If I have limited space in my home directory, I might need to move the cache:

configure PKGS_DIR in ~/.condarc:

conda config --add pkgs_dirs /SOME/OTHER/PATH/.conda

Possibly also required?

chmod a-rwx ~/.conda

I might also want to avoid installing the gigantic MKL library, not being a fan. It comes baked in by default for most Anaconda installs. I can usually disable it by request:

conda create -n pynomkl python nomkl

Clearly, the packagers do not test this configuration often because it fails sometimes even for packages that notionally do not need MKL. Worth attempting, however. Between the various versions and installed copies, MKL alone used about 10GB on my Mac when I last checked. I also try to reduce the number of copies of MKL by starting from miniconda as my base Anaconda distribution, cautiously adding things as I need them.

3 Local environment

A local environment folder is more isolated, keeping packages in a local folder rather than keeping all environments somewhere global, where I need to remember what I named them all.

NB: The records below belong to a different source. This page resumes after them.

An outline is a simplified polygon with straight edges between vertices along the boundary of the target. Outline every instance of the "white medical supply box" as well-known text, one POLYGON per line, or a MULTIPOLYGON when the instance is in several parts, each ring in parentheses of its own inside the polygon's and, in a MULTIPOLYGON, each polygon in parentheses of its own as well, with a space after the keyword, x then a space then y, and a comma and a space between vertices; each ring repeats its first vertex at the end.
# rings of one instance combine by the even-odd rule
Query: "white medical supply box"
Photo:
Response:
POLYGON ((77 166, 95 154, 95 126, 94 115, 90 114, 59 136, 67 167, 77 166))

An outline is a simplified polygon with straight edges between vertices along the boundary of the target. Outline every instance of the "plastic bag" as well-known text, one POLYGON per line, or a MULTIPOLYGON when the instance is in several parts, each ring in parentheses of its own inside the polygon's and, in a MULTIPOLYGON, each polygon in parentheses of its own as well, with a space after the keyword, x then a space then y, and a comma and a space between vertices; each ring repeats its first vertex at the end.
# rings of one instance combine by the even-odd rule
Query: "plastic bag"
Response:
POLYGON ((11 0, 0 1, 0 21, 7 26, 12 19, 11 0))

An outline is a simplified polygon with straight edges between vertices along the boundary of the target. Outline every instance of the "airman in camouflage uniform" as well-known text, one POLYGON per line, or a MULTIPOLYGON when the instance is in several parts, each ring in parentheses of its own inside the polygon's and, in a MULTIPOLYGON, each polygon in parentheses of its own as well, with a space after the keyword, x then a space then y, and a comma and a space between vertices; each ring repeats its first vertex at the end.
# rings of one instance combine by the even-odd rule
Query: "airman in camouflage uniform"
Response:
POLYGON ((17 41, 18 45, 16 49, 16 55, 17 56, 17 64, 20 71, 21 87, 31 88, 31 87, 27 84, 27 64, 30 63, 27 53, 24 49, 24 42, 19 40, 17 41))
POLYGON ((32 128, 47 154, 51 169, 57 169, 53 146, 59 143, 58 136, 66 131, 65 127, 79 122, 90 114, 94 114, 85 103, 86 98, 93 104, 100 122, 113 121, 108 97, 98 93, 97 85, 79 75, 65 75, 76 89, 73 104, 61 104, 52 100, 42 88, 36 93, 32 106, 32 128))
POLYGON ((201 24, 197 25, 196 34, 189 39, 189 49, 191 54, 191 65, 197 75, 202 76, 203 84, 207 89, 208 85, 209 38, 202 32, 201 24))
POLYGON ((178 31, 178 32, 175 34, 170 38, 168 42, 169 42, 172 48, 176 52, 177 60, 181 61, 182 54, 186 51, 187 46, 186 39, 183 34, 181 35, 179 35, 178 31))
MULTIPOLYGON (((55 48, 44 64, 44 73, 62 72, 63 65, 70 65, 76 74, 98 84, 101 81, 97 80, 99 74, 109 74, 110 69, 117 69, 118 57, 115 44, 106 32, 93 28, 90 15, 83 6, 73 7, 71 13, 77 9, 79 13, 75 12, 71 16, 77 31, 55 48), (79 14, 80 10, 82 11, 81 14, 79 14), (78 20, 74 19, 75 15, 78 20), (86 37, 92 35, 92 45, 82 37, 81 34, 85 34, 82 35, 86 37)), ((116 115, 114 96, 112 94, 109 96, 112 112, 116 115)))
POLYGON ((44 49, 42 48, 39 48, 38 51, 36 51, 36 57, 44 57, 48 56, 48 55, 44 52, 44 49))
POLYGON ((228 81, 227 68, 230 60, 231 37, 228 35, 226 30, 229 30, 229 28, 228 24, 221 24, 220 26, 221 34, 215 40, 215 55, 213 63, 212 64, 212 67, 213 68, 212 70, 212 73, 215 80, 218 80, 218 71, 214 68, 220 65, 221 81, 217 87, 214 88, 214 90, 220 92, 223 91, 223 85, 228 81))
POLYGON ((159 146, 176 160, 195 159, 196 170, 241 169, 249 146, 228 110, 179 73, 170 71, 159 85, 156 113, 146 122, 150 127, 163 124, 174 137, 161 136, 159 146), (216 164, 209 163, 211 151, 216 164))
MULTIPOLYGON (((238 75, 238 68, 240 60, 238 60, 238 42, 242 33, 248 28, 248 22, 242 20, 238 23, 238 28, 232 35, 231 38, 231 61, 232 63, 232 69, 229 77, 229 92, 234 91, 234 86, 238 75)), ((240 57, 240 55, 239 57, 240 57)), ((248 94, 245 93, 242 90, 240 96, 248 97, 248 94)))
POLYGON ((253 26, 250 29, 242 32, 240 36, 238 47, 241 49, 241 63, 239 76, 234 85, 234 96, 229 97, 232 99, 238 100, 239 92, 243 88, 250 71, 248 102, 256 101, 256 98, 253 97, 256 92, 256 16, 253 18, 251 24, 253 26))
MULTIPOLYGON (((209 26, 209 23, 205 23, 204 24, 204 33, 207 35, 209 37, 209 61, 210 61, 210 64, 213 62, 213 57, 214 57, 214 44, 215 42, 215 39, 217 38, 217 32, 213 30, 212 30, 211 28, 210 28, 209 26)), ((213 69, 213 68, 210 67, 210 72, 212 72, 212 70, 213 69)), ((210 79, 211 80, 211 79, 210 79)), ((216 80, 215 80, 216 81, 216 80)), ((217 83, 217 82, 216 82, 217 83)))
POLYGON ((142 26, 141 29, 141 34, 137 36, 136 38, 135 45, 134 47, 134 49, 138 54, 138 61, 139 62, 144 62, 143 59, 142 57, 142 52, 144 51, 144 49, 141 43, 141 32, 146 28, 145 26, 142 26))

conda config --set env_prompt '({name})'
conda env create --prefix ./env/myenv --file environment_linux.yml
conda activate ./env/myenv

Gotcha: in fish shell the first line needs to be

conda config --set env_prompt '${name}$'

I am not sure why. As far as I know, fish command substitution does not happen inside strings. Either way, this will add the line

env_prompt: ({name})

to .condarc.

4 Mamba

Mamba is a fully compatible drop-in replacement for conda. It was started in 2019 by Wolf Vollprecht.

The introductory blog post is an enlightening read, which also explains conda better than conda does. The mamba 1.0 release announcement is also very good. See mamba-org/mamba for more. The fact that the authors of this system can articulate their ideas is a major selling point in my opinion.

It explicitly targets package installation for less mainstream configurations such as R and vscode development environments. In fact, it is not even Python-specific.

Provide a convenient way to install developer tools in VSCode workspaces from conda-forge with micromamba. Get NodeJS, Go, Rust, Python or JupyterLab installed by running a single command.

It also inherits some of the debilities of conda, e.g. that dependencies are platform- and architecture-specific.

5 Pixi

7 Reasons to Switch from Conda to Pixi | prefix.dev:

…we’re solving conda users’ pain points with pixi – a package manager that’s 10x faster than conda, integrates with PyPI package world much more deeply, eliminates unnecessary steps, allows you to use tasks for collaboration, and more.

The goal of mamba was always to be a drop-in replacement for conda. With pixi, we are going a step further with a more opinionated workflow. Pixi is written in Rust, is up to 4x faster than micromamba, and natively supports lockfiles and cross-platform tasks.

6 Magic

Magic is a Pixi derivative that targets Modular’s python derivative Mojo.

7 Robocorp

Robocorp tools claim to make conda install more generic.

RCC is a command-line tool that allows you to create, manage, and distribute Python-based self-contained automation packages - or robots 🤖 as we call them.

Together with the robot.yaml configuration file, rcc provides the foundation to build and share automation with ease.

In short, the RCC toolchain helps you to get rid of the phrase: “Works on my machine” so that you can actually build and run your robots more freely.